Теперь помни: ему нужен спокойный и невозмутимый характер. Этот парень имел в виду именно то, о чем говорил.
- Спокойный, невозмутимый характер? Это означает человека, со всем соглашающегося?
- Правильно, Джерри! Именно так!
- Предположим, что он меня наймет, а что в отношении денег? Вы об этом договорились?
Маленькие глазки Лу похолодели.
- Если он заговорит о деньгах, отошли его ко мне. Ведь я твой агент, верно?
- Должно быть... Вроде, другого у меня и не было.

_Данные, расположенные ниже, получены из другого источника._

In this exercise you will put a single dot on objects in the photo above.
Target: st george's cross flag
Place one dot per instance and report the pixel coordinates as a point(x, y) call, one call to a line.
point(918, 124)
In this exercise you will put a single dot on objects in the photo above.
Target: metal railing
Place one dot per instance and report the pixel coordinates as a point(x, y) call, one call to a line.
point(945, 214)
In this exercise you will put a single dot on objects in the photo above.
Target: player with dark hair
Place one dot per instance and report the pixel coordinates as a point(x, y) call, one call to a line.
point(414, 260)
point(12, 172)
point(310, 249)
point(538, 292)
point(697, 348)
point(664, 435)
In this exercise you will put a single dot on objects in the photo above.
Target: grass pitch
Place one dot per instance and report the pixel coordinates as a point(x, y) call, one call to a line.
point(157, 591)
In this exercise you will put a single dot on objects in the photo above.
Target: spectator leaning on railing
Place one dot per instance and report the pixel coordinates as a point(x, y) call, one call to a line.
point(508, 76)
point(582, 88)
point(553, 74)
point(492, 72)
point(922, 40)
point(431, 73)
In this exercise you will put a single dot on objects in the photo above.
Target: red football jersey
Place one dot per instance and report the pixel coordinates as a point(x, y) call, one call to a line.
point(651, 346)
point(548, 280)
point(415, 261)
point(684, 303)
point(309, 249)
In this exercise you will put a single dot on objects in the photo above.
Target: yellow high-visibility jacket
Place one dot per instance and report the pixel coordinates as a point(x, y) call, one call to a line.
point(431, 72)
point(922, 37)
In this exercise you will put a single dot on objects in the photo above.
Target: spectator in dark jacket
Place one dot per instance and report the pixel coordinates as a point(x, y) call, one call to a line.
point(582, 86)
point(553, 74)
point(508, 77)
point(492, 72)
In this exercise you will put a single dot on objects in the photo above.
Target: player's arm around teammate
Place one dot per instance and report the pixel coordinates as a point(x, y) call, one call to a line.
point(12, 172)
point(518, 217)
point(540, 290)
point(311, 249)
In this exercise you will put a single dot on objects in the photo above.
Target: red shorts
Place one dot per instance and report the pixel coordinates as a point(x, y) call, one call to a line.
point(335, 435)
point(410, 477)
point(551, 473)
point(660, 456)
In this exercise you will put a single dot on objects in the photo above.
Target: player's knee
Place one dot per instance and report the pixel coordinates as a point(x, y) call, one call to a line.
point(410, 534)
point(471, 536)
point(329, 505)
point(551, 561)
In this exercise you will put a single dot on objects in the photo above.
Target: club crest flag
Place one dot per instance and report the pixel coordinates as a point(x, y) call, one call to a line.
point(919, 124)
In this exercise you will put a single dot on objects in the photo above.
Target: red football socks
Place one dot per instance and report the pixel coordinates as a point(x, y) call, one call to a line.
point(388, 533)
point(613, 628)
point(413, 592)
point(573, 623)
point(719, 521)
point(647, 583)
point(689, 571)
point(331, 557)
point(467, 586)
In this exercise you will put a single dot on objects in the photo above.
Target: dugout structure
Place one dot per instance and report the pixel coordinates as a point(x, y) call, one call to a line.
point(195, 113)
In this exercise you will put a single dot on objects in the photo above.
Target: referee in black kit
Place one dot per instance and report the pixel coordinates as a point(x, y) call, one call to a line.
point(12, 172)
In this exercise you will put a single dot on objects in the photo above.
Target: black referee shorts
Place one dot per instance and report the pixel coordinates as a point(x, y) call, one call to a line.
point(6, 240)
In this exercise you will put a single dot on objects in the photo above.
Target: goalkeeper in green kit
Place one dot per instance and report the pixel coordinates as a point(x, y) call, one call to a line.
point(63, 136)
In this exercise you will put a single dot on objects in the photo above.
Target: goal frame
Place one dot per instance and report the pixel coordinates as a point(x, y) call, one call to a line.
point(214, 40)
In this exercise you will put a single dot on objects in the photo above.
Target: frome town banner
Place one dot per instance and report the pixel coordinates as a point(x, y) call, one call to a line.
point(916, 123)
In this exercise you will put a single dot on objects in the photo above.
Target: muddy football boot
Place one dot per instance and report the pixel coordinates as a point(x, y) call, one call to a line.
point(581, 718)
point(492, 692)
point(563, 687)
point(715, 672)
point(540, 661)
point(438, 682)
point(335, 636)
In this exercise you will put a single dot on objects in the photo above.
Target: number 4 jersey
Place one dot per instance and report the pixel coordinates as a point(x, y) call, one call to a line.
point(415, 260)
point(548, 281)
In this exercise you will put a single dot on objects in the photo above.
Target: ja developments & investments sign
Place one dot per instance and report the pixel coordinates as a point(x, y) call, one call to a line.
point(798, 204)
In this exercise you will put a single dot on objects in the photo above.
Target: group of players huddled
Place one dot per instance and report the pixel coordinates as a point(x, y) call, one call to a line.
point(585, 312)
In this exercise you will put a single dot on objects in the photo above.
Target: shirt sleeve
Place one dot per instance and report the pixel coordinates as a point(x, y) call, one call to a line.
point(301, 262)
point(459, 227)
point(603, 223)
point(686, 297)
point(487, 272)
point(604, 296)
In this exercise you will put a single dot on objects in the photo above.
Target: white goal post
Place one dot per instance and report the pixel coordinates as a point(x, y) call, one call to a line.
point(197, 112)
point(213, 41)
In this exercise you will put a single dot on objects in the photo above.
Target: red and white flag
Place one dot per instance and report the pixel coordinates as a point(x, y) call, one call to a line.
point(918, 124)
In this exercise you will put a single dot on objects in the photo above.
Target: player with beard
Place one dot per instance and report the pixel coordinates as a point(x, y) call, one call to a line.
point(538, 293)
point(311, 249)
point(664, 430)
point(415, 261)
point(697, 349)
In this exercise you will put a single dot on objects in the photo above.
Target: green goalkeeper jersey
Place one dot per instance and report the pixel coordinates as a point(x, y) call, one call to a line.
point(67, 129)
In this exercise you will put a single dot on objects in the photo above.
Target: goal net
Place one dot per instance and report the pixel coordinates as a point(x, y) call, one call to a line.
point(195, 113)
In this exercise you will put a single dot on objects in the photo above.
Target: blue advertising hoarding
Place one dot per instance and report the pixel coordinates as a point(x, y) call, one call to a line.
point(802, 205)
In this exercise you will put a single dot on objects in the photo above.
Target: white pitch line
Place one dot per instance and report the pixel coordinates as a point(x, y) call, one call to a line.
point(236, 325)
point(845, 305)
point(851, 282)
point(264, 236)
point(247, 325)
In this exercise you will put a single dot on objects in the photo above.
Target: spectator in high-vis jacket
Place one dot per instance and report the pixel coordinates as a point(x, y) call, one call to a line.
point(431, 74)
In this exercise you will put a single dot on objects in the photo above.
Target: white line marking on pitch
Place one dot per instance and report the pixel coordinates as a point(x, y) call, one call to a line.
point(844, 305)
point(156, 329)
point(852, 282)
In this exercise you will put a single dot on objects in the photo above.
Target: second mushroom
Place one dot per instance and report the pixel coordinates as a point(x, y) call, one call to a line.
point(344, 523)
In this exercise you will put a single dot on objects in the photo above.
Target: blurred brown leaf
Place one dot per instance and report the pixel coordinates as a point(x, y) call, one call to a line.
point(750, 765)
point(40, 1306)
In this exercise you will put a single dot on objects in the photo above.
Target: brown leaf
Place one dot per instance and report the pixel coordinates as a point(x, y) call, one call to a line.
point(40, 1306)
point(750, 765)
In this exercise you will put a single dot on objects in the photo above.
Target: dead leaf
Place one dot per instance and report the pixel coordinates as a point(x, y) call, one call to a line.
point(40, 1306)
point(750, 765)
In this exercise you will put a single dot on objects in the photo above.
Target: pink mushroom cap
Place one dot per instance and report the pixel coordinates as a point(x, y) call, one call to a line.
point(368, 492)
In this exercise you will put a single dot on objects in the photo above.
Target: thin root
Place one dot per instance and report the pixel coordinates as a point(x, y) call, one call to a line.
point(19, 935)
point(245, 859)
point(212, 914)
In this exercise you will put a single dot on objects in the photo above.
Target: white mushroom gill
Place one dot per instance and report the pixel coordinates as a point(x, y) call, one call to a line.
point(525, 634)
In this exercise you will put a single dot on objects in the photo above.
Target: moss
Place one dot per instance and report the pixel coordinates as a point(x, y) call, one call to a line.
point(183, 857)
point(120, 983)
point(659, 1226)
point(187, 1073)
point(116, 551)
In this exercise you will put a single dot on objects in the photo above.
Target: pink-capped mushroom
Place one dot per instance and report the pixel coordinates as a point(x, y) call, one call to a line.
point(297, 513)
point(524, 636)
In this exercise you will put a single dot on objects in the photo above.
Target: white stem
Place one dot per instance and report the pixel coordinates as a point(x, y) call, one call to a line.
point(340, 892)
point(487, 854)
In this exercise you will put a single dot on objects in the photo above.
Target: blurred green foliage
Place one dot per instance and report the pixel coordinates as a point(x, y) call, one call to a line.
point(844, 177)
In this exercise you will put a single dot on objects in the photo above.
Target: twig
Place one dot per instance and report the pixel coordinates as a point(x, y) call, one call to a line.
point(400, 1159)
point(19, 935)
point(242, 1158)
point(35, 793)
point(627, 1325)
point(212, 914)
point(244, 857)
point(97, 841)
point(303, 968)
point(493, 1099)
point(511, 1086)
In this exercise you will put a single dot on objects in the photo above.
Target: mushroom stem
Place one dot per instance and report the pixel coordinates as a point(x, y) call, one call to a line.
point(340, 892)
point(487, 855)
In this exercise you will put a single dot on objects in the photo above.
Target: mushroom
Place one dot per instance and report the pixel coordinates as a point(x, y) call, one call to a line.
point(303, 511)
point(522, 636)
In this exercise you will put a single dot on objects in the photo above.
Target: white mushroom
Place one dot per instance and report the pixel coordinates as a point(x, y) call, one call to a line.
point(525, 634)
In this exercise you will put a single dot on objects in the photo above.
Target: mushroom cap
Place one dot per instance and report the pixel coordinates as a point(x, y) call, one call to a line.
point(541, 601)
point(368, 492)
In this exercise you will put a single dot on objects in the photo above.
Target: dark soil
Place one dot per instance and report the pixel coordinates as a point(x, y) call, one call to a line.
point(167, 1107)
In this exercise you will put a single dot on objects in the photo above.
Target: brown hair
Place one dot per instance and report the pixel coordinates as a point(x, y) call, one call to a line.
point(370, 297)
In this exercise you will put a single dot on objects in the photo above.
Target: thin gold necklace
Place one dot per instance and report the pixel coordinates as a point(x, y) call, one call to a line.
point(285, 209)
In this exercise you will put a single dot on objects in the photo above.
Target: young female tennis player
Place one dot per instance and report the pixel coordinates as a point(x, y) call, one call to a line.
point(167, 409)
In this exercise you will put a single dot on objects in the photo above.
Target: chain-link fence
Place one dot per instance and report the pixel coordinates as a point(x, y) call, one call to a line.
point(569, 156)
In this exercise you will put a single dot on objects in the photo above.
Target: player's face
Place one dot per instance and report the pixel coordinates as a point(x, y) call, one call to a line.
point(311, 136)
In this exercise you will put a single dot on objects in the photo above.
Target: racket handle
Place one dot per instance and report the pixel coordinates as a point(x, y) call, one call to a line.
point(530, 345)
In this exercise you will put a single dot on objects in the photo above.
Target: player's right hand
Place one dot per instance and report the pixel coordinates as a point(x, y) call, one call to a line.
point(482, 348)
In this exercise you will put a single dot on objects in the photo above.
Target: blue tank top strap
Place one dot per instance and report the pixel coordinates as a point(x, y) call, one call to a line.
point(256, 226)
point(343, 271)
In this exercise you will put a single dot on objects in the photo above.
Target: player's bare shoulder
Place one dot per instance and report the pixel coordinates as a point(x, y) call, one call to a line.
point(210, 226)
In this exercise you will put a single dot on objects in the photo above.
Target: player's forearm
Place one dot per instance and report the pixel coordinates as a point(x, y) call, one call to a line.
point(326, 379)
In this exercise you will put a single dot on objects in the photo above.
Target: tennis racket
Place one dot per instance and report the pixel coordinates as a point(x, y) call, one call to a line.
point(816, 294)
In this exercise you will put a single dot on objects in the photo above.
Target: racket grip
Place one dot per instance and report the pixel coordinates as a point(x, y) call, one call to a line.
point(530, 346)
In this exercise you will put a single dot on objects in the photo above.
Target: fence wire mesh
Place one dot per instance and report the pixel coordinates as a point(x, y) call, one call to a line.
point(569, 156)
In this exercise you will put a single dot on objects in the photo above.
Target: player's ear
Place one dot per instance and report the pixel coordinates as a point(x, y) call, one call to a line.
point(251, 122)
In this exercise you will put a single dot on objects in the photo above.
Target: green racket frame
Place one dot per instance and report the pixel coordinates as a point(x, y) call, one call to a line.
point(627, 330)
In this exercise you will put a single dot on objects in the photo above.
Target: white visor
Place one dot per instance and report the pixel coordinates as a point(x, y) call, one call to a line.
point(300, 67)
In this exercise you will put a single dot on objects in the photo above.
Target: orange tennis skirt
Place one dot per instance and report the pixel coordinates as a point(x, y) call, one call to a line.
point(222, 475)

Я выдал свою мальчишескую улыбку минус искренность.
- Ну, о'кей. Я там буду! Помолчав, я продолжил:
- Есть еще одна мелочь, Лу... Нам надо это разрешить, прежде чем мы расстанемся. Я иду в «Плазу», покупаю «Ньюсуик», покупаю бокал
мартини... Правильно?
Он недоверчиво посмотрел на меня.
- Да, ты все это должен сделать...
Моя мальчишеская улыбка стала еще шире.
- Но как? Лу недоумевал.
- Не понимаю...
- Давайте посмотрим прямо в глаза отвратительной действительности... Я совершенно без денег. Даже в ваш офис мне пришлось идти пешком,
потому что я давно продал машину.
Лу откинулся в кресле.
- Невозможно! Я уже одолжил тебе...
- Это было шесть месяцев назад. В настоящий момент я стою один доллар и двадцать центов. Он закрыл глаза и тихонечко застонал. Мне было
видно, как он , борется с собой. Наконец глаза открылись, он вытащил из пухлого бумажника двадцатидолларовую бумажку и положил ее на стол, как
будто она была из тоненького стекла.
Когда я потянулся к деньгам, он сказал:
- Тебе лучше получить эту работу, Джерри... Это последнее подаяние, которое ты получаешь от меня. Если ты не получишь этой работы, не
появляйся больше в моем офисе. Понятно?
Я сунул бумажку в пустой бумажник.
- Я всегда знал, что у вас золотое сердце, Лу, - сказал я. - Я буду рассказывать своим внукам о вашей щедрости. Малыши будут рыдать от
умиления.
Он фыркнул.
- Теперь ты должен мне пятьсот двадцать три доллара, прибавь к этому двадцать пять процентов этой суммы. Ну, уходи!
Я вышел.
У дверей сидели двое пожилых, весьма обветшалых человека. Они ждали встречи с Лу. Их вид навеял на меня уныние, но я все же ухитрился
весело улыбнуться Лиз. Потом я зашагал по улице. Приближаясь к своему убогому жилищу, я был полон надежд, как ни разу еще в своей жизни. Я
надеялся, что сегодняшний день станет поворотным в моей судьбе.
Когда я вошел в вестибюль отеля «Плаза», часы показывали 22.30.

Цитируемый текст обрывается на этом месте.